The European Space Agency wants to put the first 3D printer on the moon, all for the sake of constructing a lunar base.
“3D printing offers a potential means of facilitating lunar settlement with reduced logistics from Earth,” said Scott Hovland of ESA’s human spaceflight team. “The new possibilities this work opens up can then be considered by international space agencies as part of the current development of a common exploration strategy.”
The "hollow closed structure" is built up layer by layer at a rate of "around 2 meters per hours," said researchers. The "next-generation design should attain 3.5 m per hour, completing an entire building in a week.”

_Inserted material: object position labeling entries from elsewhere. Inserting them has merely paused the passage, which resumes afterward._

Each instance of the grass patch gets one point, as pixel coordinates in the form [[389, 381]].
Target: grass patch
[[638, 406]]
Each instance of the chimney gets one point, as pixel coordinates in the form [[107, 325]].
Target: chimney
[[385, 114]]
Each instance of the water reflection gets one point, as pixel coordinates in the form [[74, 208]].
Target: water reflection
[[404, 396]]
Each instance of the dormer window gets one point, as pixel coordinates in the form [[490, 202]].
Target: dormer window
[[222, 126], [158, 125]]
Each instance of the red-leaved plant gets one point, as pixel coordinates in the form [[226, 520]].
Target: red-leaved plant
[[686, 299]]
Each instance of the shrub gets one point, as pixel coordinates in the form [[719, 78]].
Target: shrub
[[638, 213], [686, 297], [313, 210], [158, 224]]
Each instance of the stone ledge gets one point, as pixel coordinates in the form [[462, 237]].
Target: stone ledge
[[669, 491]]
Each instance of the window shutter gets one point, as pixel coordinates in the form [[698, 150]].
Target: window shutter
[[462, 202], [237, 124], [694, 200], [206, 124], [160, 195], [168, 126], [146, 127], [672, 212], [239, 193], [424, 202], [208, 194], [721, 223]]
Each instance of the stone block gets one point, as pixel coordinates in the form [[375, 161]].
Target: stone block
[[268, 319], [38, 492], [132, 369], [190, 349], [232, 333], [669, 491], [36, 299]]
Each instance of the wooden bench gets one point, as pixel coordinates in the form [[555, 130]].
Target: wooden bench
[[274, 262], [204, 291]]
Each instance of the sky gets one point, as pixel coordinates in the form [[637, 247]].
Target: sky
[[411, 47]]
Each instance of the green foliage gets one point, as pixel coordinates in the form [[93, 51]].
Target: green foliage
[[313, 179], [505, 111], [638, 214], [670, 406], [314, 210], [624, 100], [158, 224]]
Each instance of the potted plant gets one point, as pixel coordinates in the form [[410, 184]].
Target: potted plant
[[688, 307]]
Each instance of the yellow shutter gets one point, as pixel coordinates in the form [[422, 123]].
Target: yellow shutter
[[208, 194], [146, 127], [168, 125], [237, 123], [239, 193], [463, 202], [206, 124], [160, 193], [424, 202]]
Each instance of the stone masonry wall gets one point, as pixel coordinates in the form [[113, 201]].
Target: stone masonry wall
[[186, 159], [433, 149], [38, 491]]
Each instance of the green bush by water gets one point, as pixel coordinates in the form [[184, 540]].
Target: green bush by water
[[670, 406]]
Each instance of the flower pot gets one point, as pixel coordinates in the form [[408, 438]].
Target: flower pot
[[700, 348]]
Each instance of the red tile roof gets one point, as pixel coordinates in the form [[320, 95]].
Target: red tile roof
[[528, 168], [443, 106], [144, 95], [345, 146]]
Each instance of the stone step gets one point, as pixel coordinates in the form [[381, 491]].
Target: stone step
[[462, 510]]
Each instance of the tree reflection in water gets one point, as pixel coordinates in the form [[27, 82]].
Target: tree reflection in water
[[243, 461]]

To create the "paper," or layering materials, "simulated lunar material" is mixed with magnesium oxide, "then for our structural ‘ink’ we apply a binding salt which converts material to a stone-like solid," they explained.
Time will tell if the ESA is able to pull it off, but preliminary tests have shown positive results. Local materials (i.e., moon rock) are being used to build the structures, a concept that's been done before to create similar structures out of sand, concrete and synthetic moon soil, reports Web Pro News.
And lest you think they can't pull it off since all the testing's been done here on Earth, one Italian scientist explained a possible solution: the 3D printer can work in a vacuum so long as there's liquid trapped within the soil; it gets dry over there.